Autophosphorylation Is Required for MLK-3-mediated Activation of the Stress Signaling Pathways-- To corroborate these findings, we next asked if activation of endogenous SAPK and p38 is also depended on MLK-3 autophosphorylation activity. For these experiments, GST-HA-tagged WT, K144R, T277A, T278A, and S281A MLK-3 expression constructs were transfected into HeLa cells. Part of the resulting cell lysates were separated on SDS-polyacrylamide gels and Western blotted with anti-phospho-SAPK, anti-SAPK, anti-phospho-p38, and anti-p38 antibodies to detect the endogenous phospho-SAPK, total SAPK, phospho-p38, and total p38 proteins, respectively. The rest of the lysates were affinity purified using glutathione-Sepharose 4B and Western blotted with anti-MLK-3 Ab. As shown in Fig. 3, similar levels of phospho-SAPK were detected following the expression of the wild type or T278A mutant. No phosphorylation of SAPK was observed with either the kinase-dead or the T277A mutant, whereas only low levels of phospho-SAPK were detected in the presence of the S281A mutant.
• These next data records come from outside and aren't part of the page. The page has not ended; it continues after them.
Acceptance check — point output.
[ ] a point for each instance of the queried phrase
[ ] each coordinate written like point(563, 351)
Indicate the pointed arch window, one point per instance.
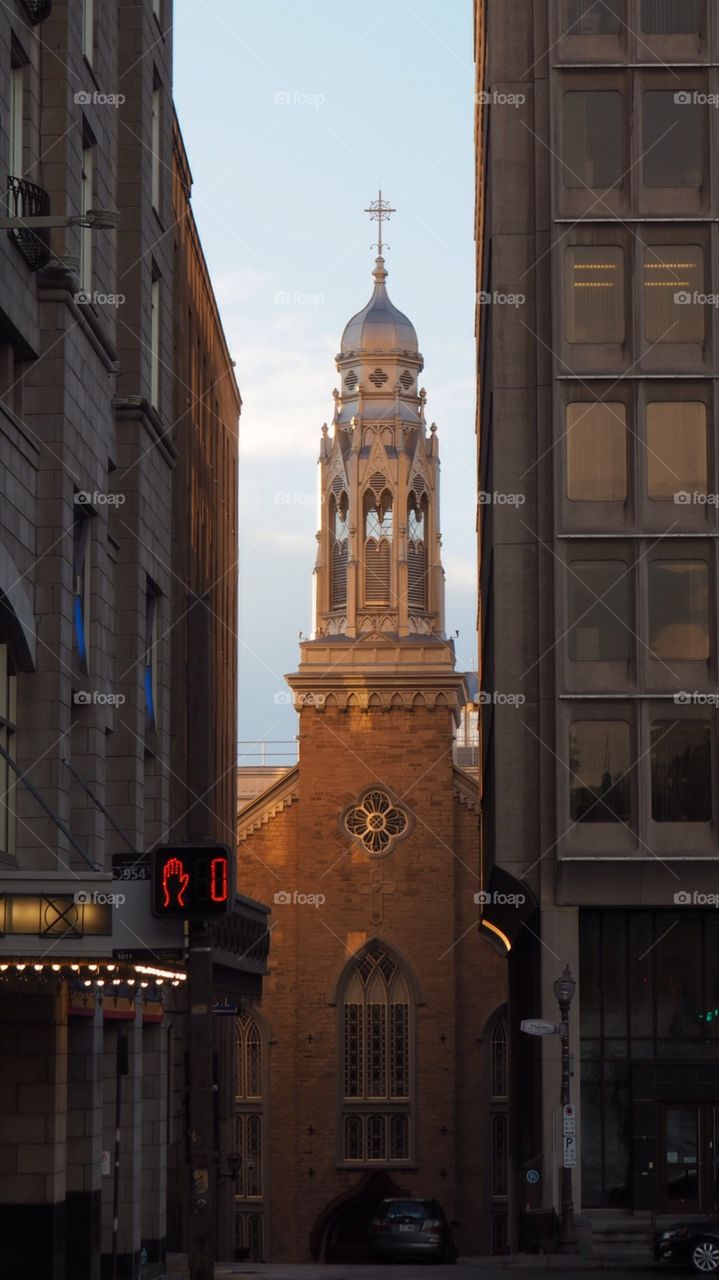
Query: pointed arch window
point(379, 531)
point(376, 1084)
point(250, 1138)
point(499, 1132)
point(417, 551)
point(339, 544)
Very similar results were observed with p38. We consistently observed the highest levels of phospho-p38 in the presence of the wild type and T278A relative to the S281A and T277A mutants (although a basal level of the phospho-p38 was detected in the nontransfected HeLa cells). Notably, T278A mutant, which displayed a reduced ability to phosphorylate SEK1 (Fig. 2), appeared to activate SAPK as efficiently as wild type. The fact that MLK-3 can activate SAPK via other signaling molecules, for example, SEK4, may account for this difference. These data suggest that the amount of activated SAPK and p38 is dependent on the level of MLK-3 autophosphorylation activity. Collectively these data indicate that autophosphorylation is crucial for MLK-3 activation and the subsequent phosphorylation and activation of two separate stress signaling pathways.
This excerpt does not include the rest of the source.